Book Synopsis The Fantasy of Human Rights by : Patrick J. O'Mahony
Download or read book The Fantasy of Human Rights written by Patrick J. O'Mahony and published by . This book was released on 1978 with total page 204 pages. Available in PDF, EPUB and Kindle. Book excerpt: Monograph on human rights from the viewpoint of the Church - deals with nationalism, democracy, ethics, community relations, etc., and includes cases of violated human rights. Bibliography pp. 187 and 188, and illustrations.

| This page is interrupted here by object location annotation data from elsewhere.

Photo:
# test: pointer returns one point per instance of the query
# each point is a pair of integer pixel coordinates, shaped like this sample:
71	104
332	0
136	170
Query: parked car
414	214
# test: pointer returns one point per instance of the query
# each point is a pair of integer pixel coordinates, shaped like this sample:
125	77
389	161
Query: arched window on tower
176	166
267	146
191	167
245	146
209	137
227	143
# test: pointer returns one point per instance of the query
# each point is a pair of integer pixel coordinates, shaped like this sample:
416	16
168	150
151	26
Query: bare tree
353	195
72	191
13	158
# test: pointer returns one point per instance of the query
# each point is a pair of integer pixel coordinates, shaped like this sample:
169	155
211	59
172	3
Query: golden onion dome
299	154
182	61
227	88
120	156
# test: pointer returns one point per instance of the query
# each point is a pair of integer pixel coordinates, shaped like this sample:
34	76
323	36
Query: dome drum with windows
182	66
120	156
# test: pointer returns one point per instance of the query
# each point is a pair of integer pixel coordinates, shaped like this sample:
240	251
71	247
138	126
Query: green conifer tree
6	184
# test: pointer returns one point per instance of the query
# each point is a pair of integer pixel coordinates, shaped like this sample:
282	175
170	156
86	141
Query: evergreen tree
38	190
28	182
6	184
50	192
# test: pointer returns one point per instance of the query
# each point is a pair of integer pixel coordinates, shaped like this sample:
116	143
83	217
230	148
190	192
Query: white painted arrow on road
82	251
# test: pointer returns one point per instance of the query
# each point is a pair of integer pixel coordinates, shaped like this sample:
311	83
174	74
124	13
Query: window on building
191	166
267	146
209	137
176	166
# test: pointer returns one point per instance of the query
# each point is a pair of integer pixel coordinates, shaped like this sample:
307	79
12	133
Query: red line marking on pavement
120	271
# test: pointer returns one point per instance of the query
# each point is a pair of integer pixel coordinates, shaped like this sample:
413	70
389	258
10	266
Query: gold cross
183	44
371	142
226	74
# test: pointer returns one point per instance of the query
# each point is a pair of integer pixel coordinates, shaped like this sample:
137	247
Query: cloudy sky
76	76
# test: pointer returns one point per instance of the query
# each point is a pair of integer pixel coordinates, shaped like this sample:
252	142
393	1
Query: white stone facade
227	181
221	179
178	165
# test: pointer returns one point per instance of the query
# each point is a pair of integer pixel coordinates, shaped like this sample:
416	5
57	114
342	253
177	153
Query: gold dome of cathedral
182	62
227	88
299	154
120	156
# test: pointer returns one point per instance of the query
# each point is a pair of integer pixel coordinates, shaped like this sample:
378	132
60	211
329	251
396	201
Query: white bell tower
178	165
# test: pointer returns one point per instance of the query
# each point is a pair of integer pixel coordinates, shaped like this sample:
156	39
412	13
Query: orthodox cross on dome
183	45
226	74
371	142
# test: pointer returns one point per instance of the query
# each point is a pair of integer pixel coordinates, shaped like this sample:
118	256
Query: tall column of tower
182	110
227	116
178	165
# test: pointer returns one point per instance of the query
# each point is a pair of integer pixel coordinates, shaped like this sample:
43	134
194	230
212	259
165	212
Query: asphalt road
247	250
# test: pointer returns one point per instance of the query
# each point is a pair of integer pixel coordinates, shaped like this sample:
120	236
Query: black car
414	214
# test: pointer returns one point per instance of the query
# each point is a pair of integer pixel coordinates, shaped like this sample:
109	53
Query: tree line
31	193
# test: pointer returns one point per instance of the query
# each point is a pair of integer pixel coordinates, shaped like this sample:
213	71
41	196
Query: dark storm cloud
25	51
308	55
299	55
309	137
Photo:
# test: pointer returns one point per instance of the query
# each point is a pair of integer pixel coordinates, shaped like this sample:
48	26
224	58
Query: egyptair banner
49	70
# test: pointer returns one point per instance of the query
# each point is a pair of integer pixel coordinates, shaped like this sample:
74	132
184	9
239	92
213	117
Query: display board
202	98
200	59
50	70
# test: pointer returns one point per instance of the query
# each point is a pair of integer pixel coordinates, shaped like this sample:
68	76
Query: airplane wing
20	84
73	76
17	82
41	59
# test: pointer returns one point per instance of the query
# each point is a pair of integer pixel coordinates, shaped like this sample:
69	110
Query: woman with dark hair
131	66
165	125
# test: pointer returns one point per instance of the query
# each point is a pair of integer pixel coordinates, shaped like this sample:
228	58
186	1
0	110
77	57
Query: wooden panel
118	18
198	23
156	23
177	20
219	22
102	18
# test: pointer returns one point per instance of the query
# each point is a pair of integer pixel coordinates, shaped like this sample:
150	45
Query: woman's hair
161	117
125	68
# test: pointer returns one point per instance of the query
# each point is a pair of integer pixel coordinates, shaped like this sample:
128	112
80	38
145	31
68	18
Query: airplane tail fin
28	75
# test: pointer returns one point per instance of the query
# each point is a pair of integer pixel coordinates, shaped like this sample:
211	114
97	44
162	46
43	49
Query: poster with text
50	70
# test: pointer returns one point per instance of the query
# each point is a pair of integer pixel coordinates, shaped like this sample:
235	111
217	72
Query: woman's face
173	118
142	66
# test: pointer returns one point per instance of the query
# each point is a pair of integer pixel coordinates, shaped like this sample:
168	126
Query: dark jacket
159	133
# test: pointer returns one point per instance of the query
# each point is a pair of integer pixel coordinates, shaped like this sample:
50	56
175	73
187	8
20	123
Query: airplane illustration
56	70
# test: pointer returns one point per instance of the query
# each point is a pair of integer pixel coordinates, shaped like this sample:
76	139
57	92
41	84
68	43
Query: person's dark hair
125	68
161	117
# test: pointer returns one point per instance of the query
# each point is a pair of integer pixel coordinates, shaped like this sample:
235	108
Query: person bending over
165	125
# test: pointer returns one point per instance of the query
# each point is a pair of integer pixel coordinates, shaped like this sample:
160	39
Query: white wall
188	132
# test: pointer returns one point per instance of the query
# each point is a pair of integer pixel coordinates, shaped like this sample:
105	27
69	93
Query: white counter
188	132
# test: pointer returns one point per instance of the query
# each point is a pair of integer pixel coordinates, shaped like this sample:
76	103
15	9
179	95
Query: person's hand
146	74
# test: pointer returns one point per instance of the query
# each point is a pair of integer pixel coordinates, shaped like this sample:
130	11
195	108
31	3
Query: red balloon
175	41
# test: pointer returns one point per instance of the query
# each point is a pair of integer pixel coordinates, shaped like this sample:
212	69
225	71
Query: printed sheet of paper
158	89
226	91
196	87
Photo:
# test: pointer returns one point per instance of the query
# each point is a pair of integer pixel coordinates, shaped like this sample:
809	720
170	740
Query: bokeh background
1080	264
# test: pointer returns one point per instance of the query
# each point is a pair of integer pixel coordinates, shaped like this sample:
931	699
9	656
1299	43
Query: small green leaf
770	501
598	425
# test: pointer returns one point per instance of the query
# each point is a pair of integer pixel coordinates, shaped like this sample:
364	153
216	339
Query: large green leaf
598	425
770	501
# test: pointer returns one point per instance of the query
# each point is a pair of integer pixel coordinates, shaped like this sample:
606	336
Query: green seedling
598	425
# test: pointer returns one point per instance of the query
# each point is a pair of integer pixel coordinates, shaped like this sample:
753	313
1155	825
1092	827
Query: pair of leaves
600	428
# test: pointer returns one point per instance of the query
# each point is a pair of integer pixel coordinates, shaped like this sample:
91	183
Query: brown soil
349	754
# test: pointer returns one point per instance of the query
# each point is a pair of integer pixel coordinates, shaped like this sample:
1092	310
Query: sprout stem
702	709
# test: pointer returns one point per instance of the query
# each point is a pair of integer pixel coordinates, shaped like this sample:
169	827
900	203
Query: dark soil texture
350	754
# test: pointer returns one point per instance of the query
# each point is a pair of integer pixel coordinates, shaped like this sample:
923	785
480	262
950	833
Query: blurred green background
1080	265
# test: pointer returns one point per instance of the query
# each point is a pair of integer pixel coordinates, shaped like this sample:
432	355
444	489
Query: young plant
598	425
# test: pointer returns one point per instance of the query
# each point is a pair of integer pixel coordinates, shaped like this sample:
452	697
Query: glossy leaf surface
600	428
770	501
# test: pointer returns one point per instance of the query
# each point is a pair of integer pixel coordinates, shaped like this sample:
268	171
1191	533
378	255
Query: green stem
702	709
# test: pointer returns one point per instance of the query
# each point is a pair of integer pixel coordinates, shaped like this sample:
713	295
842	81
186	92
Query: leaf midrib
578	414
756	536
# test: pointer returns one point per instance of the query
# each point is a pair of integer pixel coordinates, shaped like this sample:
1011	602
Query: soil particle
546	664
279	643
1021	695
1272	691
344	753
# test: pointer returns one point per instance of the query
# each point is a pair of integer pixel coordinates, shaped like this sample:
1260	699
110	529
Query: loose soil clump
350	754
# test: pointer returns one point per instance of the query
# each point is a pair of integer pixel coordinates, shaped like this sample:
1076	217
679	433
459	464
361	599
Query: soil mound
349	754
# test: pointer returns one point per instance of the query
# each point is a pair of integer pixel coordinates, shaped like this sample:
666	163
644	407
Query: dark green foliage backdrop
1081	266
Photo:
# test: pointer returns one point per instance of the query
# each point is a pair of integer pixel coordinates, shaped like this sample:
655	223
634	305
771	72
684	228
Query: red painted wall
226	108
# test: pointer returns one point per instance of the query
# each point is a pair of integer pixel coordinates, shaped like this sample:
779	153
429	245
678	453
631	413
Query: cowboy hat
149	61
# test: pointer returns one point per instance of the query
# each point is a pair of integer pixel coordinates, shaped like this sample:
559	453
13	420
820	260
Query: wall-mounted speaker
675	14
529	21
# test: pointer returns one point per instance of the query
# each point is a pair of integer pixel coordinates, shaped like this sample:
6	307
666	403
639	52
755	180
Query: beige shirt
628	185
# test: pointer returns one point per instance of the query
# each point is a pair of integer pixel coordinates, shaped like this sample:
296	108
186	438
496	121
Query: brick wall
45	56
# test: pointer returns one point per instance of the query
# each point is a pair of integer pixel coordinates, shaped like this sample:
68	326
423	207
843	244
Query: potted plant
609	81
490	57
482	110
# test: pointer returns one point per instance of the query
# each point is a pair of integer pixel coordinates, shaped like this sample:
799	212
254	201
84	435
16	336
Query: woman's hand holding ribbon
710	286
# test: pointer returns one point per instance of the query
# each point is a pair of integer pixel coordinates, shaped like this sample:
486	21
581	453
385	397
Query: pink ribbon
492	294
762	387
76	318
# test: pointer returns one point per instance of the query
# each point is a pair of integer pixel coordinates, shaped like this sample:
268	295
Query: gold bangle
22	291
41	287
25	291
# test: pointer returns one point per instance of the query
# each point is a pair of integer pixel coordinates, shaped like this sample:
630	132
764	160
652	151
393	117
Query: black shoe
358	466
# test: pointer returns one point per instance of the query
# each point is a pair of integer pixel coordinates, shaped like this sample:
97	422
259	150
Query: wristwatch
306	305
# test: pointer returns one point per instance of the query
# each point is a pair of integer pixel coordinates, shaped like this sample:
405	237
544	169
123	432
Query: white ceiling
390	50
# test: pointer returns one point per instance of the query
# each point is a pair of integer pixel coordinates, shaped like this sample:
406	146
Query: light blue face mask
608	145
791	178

Book Synopsis Law's Cut on the Body of Human Rights by : Juliet Rogers
Download or read book Law's Cut on the Body of Human Rights written by Juliet Rogers and published by Routledge. This book was released on 2014-06-13 with total page 198 pages. Available in PDF, EPUB and Kindle. Book excerpt: Scenes of violence and incisions into the flesh inform the demand for law. The scene of little girls being held down in practices of female circumcision has been a defining and definitive image that demands the attention of human rights, and the intervention of law. But the investment in protecting women and little girls from such a cut is not all that it seems. Law's Cut on the Body of Human Rights: Female Circumcision, Torture and Sacred Flesh considers how such images come to inform law and the investment of advocates of law in an imagination of this scene. Drawing on psychoanalytic and postcolonial theory, and accompanying ideas in political theology, Juliet Rogers examines the language, imagery and excitement that accompanies recent initiatives to legislate against what is called 'female genital mutilation'. The author compliments this examination with a consideration of the scene of torture exposed in images from Abu Ghraib and Guantanamo Bay. Rogers argues that the modes of fascination and excitement that accompany scenes of torture and female circumcision betray the fantasy of a political condition against which the subject of liberal law is imagined; this is subjectivity in a state of non-mutilation, non-prohibition or, in a psychoanalytic idiom, non-castration. To support the fantasy of this subject, the mutilated subject, the authors suggests, is rendered as flesh cut from the democratic nation state, deserving of only selective human rights, or none at all.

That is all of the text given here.